At a private university, those figures in 1964 were thirty-six minimum- wage hours per week, which was relatively manageable for a married couple or a family of modest means and would have been possible even for a single person working the lowest possible wage for twenty hours a week during the school year and some overtime on vacations. Today, it would cost 136 hours per week for fifty-two weeks a year to “work your way through” a private university (Mortenson). In 2006, each year of private education amounted to the annual after-tax earnings of nearly four lowest-wage workers working overtime.
Employing misleading accounting that separates budgets for building, fixed capital expenses, sports programs, and the like from “instructional unit” budgets, higher education administration often suggests that faculty wages are the cause of rising tuition, rather than irresponsible investment in technology, failed commercial ventures, lavish new buildings, corporate welfare, and so on. The plain fact is that many college administrations are on fixed-capital spending sprees with dollars squeezed from cheap faculty and student labor: over the past thirty years, the price of student and faculty labor has been driven downward massively at exactly the same time that costs have soared.

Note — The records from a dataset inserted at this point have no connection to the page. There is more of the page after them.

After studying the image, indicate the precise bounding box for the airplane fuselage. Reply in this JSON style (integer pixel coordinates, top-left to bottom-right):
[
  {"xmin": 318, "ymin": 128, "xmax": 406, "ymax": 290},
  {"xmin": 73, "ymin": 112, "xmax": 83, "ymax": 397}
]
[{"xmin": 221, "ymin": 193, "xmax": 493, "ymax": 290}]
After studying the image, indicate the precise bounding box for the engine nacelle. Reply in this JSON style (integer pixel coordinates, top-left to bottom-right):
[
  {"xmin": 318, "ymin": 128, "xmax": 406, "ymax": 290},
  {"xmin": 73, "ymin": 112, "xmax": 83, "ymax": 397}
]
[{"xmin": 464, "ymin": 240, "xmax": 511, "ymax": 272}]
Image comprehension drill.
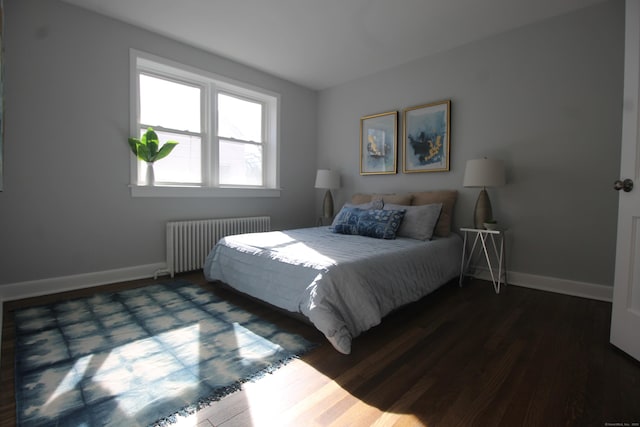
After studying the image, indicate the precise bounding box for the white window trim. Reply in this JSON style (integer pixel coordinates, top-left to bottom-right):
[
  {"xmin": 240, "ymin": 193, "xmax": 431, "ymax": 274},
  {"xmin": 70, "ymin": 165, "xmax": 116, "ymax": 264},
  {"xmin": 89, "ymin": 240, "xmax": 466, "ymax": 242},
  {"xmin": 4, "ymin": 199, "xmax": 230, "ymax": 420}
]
[{"xmin": 129, "ymin": 49, "xmax": 280, "ymax": 198}]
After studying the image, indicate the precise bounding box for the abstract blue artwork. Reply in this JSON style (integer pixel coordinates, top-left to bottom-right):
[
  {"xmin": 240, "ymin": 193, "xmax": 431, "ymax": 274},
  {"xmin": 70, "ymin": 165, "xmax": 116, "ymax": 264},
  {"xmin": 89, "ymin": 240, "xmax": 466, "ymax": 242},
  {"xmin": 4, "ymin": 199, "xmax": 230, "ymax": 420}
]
[{"xmin": 403, "ymin": 101, "xmax": 451, "ymax": 173}]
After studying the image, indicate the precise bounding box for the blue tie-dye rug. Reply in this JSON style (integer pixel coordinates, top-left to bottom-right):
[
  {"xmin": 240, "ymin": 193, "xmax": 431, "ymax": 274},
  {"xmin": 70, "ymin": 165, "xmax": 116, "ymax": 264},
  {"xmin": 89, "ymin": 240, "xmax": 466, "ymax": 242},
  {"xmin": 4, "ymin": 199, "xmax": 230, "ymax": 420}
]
[{"xmin": 15, "ymin": 281, "xmax": 315, "ymax": 427}]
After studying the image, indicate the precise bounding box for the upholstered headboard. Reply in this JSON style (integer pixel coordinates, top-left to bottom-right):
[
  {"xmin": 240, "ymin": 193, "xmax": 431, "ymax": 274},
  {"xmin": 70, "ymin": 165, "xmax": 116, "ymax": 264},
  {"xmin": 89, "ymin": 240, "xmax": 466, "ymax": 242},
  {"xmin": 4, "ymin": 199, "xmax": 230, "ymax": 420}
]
[{"xmin": 351, "ymin": 190, "xmax": 458, "ymax": 237}]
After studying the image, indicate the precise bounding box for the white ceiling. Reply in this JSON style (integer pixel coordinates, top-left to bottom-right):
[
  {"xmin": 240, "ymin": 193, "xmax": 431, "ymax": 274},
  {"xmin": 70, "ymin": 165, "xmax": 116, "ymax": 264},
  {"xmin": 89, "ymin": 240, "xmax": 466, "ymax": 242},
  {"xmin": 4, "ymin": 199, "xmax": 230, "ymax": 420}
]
[{"xmin": 62, "ymin": 0, "xmax": 602, "ymax": 89}]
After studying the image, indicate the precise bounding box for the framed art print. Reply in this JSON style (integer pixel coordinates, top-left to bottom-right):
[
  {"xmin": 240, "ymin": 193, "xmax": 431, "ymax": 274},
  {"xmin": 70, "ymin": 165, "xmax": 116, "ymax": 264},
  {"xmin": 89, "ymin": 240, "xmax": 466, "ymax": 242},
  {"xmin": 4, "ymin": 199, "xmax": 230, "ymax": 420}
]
[
  {"xmin": 402, "ymin": 100, "xmax": 451, "ymax": 173},
  {"xmin": 360, "ymin": 111, "xmax": 398, "ymax": 175}
]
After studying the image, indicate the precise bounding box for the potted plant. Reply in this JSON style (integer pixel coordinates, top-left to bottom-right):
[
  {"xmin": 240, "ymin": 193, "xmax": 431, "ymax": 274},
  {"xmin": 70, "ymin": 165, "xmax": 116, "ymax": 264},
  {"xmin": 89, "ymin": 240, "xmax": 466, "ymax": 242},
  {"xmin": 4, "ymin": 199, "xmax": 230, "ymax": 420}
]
[{"xmin": 129, "ymin": 128, "xmax": 178, "ymax": 185}]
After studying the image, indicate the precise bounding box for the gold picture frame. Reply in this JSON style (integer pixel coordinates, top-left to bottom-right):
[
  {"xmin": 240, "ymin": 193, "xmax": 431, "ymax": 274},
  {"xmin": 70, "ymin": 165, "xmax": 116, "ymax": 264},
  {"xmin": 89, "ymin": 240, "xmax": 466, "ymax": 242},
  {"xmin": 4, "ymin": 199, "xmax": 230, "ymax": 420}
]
[
  {"xmin": 402, "ymin": 100, "xmax": 451, "ymax": 173},
  {"xmin": 360, "ymin": 111, "xmax": 398, "ymax": 175}
]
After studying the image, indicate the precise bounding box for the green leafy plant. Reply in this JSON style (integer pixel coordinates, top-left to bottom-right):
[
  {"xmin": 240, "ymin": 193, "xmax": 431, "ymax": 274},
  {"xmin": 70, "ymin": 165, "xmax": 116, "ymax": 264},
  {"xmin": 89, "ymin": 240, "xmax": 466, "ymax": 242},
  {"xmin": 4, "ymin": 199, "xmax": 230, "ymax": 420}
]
[{"xmin": 129, "ymin": 128, "xmax": 178, "ymax": 163}]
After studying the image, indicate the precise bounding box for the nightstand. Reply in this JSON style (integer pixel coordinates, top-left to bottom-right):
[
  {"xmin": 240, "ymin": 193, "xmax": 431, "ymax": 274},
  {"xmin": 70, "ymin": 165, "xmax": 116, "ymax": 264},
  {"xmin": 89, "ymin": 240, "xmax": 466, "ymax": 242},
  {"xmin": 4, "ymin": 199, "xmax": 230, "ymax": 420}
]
[{"xmin": 459, "ymin": 227, "xmax": 507, "ymax": 294}]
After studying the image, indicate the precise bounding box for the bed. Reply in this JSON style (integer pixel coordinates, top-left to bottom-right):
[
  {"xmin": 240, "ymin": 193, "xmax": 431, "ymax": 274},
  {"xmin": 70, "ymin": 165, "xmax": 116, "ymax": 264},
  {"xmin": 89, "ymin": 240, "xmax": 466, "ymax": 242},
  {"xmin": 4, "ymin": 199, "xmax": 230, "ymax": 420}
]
[{"xmin": 204, "ymin": 191, "xmax": 462, "ymax": 354}]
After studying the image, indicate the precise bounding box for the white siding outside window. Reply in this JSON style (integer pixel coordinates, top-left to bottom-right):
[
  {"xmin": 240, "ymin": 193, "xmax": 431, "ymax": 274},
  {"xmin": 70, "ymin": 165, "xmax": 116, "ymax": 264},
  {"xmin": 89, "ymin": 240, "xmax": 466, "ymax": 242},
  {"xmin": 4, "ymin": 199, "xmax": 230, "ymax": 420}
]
[{"xmin": 131, "ymin": 50, "xmax": 280, "ymax": 197}]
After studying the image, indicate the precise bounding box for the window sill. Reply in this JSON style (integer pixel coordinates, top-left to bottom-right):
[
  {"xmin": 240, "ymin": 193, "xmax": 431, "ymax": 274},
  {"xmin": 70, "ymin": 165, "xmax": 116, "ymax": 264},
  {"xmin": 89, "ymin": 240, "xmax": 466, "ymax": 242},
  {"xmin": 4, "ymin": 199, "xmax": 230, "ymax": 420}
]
[{"xmin": 129, "ymin": 184, "xmax": 280, "ymax": 197}]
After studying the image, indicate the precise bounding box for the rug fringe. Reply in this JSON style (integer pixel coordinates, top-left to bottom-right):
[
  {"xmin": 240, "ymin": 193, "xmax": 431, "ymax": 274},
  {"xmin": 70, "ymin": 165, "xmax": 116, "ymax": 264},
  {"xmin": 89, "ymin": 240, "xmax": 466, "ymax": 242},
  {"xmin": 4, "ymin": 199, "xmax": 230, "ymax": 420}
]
[{"xmin": 151, "ymin": 352, "xmax": 310, "ymax": 427}]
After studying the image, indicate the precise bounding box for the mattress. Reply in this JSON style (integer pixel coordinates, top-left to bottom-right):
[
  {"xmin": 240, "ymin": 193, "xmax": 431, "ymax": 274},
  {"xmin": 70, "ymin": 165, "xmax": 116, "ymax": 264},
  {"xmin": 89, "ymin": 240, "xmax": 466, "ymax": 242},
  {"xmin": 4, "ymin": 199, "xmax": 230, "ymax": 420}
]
[{"xmin": 204, "ymin": 227, "xmax": 462, "ymax": 354}]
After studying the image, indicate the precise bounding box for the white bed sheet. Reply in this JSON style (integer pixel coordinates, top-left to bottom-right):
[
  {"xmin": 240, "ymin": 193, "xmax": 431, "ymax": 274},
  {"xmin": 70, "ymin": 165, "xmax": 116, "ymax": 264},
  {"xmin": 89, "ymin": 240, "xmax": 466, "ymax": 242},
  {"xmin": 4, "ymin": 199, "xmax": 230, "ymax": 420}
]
[{"xmin": 204, "ymin": 227, "xmax": 462, "ymax": 354}]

For the 80 percent of students who are trying to work their way through, higher education and its promise of a future is increasingly a form of indenture, involving some combination of debt, overwork, and underinsurance. It means the pervasive shortchanging of health, family obligations, and, ironically, the curtailment even of learning and self culture. More and more students are reaching the limits of endurance with the work that they do while enrolled. One major consequence of this shift of the costs of education away from society to students, including especially the costs of education as direct training for the workforce, is a regime of indebtedness, producing docile financialized subjectivities (Martin, Financialization of Daily Life) in what Jeff Williams has dubbed “the pedagogy of debt.” The horizon of the work regime fully contains the possibilities of student ambition and activity, including the conception of the future."